A bit stuck here. Maybe I've missed the whole point and complicated this. Any help is appreciated! Thanks in advance :)
On
You tagged calculus so with derivatives: the slope of a tangent to the given function is
$$y'=6x+7\implies\;\text{for any point on the graph }\;\;(a, 3a^2+7a-2)$$
the tangent line to the function at that point is
$$y-(3a^2+7a-2)=(6a+7)(x-a)\implies y=(6a+7)x-3a^2-2$$
and thus the $\;y\,-$ intercept is $\;-3a^2-2\;$ , and this is $\;10\;$ iff
$$-3a^2-2=10\iff a^2=-4$$
and this last equality can't be true in the real numbers
On
You got (almost) $$x_{1,2}={m-7\pm\sqrt{(m-7)^2+144}\over6}\ .$$ As $(m-7)^2+144>0$ for all $m$ this says that you obtain two different points of intersection whatever the chosen slope $m$ is.
If the discriminant would have been, e.g., $m^2-5m+6$ then there would be two "special" values of $m$ for which the discriminant is $0$. The two lines with these slopes would then be tangents to the parabola.

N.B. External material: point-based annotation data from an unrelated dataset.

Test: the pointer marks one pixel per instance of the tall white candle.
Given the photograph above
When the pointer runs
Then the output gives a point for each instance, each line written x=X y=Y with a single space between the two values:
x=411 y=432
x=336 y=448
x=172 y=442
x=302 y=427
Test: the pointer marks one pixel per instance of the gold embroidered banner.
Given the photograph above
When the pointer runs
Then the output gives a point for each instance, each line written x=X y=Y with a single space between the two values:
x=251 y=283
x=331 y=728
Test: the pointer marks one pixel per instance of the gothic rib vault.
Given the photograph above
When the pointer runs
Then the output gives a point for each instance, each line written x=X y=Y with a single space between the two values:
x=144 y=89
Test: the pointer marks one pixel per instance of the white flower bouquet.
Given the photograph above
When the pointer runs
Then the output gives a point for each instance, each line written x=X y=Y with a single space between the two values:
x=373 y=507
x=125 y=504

The slope of the tangent line at a point $x_0$ of $y=3x^{2}+7x-2$ is $6x_{0}+7$. Suppose, on contrary, that at the point $(x_{0},3x_{0}^{2}+7x_{0}-2)$, the tangent line has $y$-intercept $10$. Then, as you pointed out, the equation of this tangent line is $y=(6x_{0}+7)x+10$. Since this line is tangent to the curve $y=3x^2+7x-2$, it follows that
$$ 3x_{0}^{2}+7x_{0}-2=(6x_{0}+7)x_{0}+10\implies3x_{0}^{2}=-12\implies x_{0}^{2}=-4, $$
which is impossible. Therefore, we have a contradiction and the result is proved.